Special considerations for Deployments with Windows Network Load Balancing
For Microsoft Dynamics CRM 2011 deployments with Windows Network Load Balancing (NLB), compliancy with FIPS 140-2 requires that configuration change to the .NET machine config.xml file on the CRM Web Servers.

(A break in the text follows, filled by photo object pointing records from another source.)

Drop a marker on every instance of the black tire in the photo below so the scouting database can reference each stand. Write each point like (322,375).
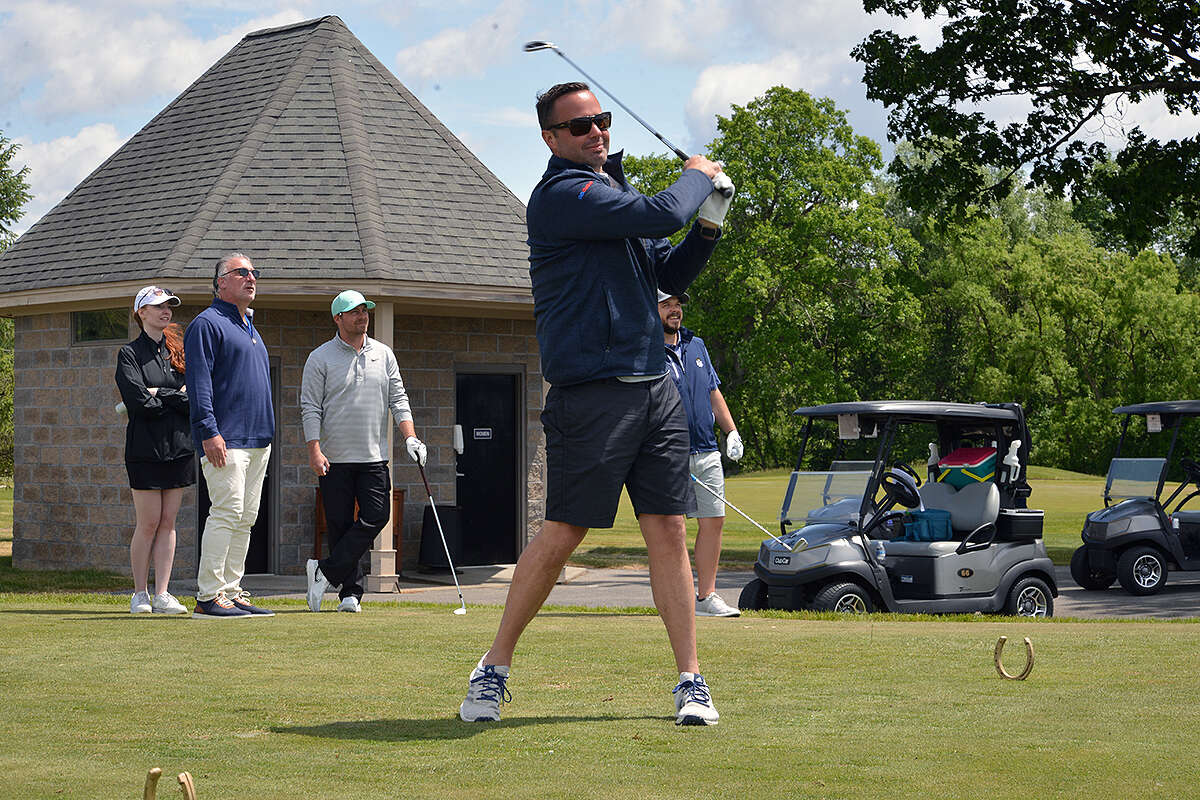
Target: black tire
(849,597)
(754,596)
(1085,576)
(1030,597)
(1141,570)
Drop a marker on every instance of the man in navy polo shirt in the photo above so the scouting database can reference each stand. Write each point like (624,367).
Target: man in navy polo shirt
(233,422)
(691,367)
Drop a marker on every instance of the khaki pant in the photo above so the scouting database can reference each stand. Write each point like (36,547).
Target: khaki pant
(235,491)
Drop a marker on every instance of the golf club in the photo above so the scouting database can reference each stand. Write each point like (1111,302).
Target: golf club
(433,505)
(532,47)
(707,488)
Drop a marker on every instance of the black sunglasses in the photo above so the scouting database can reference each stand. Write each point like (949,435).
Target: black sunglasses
(243,272)
(582,125)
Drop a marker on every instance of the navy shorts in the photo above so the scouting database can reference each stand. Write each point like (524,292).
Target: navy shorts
(609,433)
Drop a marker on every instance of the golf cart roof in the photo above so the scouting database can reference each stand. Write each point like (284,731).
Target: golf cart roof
(912,410)
(1187,408)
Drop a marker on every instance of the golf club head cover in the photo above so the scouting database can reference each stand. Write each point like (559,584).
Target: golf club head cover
(717,204)
(733,447)
(415,450)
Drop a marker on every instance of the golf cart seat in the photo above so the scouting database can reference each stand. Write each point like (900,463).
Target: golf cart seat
(971,506)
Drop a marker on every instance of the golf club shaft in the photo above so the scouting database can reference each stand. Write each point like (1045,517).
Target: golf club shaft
(683,156)
(445,546)
(709,489)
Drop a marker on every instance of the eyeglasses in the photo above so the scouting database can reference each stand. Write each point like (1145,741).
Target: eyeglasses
(241,271)
(582,125)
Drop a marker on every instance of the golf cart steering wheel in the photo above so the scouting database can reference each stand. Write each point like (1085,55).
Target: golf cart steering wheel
(905,468)
(899,492)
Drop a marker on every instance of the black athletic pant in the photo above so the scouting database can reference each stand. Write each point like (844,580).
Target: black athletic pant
(370,485)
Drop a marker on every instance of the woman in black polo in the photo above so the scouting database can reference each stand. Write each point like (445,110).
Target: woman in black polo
(157,444)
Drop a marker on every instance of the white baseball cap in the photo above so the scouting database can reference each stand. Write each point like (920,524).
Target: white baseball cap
(154,296)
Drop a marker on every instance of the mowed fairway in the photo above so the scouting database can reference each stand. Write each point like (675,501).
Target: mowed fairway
(1066,498)
(339,705)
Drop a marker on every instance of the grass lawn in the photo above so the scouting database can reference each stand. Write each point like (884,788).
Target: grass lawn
(365,707)
(1066,497)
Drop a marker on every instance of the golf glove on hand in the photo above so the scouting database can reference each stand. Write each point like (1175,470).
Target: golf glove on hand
(733,447)
(715,205)
(415,450)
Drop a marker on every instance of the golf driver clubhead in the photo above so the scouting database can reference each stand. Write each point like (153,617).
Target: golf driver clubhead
(433,505)
(533,47)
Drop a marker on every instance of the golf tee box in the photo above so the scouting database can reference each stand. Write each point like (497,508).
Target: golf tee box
(967,465)
(1015,524)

To ensure FIPS compliancy for Microsoft Dynamics CRM 2011 implementations leveraging NLB, follow these steps:
Using an account that has administrative credentials, sign in to a computer serving as the CRM Web Server.
Browse to the folder
C:\Windows\Microsoft.NET\Framework64\v4.0.30319\Config, and then open the file that is named machine.config.In the file, under any existing
<mscorlib> .....</mscorlib>elements, between the </system.web> and the </configuration> elements, add the following text:<mscorlib> <cryptographySettings> <cryptoNameMapping> <cryptoClasses> <cryptoClass SHA256CSP="System.Security.Cryptography.SHA256CryptoServiceProvider, System.Core, Version=4.0.0.0, Culture=neutral, PublicKeyToken=b77a5c561934e089" /> <cryptoClass RijndaelCSP="System.Security.Cryptography.AesCryptoServiceProvider, System.Core, Version=4.0.0.0, Culture=neutral, PublicKeyToken=b77a5c561934e089" /> </cryptoClasses> <nameEntry name="SHA256" class="SHA256CSP" /> <nameEntry name="https://www.w3.org/2001/04/xmlenc#aes256-cbc" class="RijndaelCSP" /> </cryptoNameMapping> </cryptographySettings> </mscorlib>
Microsoft Dynamics CRM Email Router
Add Registry value HKEY_LOCAL_MACHINE\SOFTWARE\Microsoft\MSCRM Email\MSCRMFIPSCompliance = 1 (Dword) on Email Router server, then install Email Router.
More information
If the Microsoft Dynamics CRM 2011 platform is configured by using the procedures here, Microsoft Dynamics CRM 2011 will exclusively use FIPS Certified algorithms and components for all covered cryptographic functions and will be operating in FIPS 140-2 compliant mode.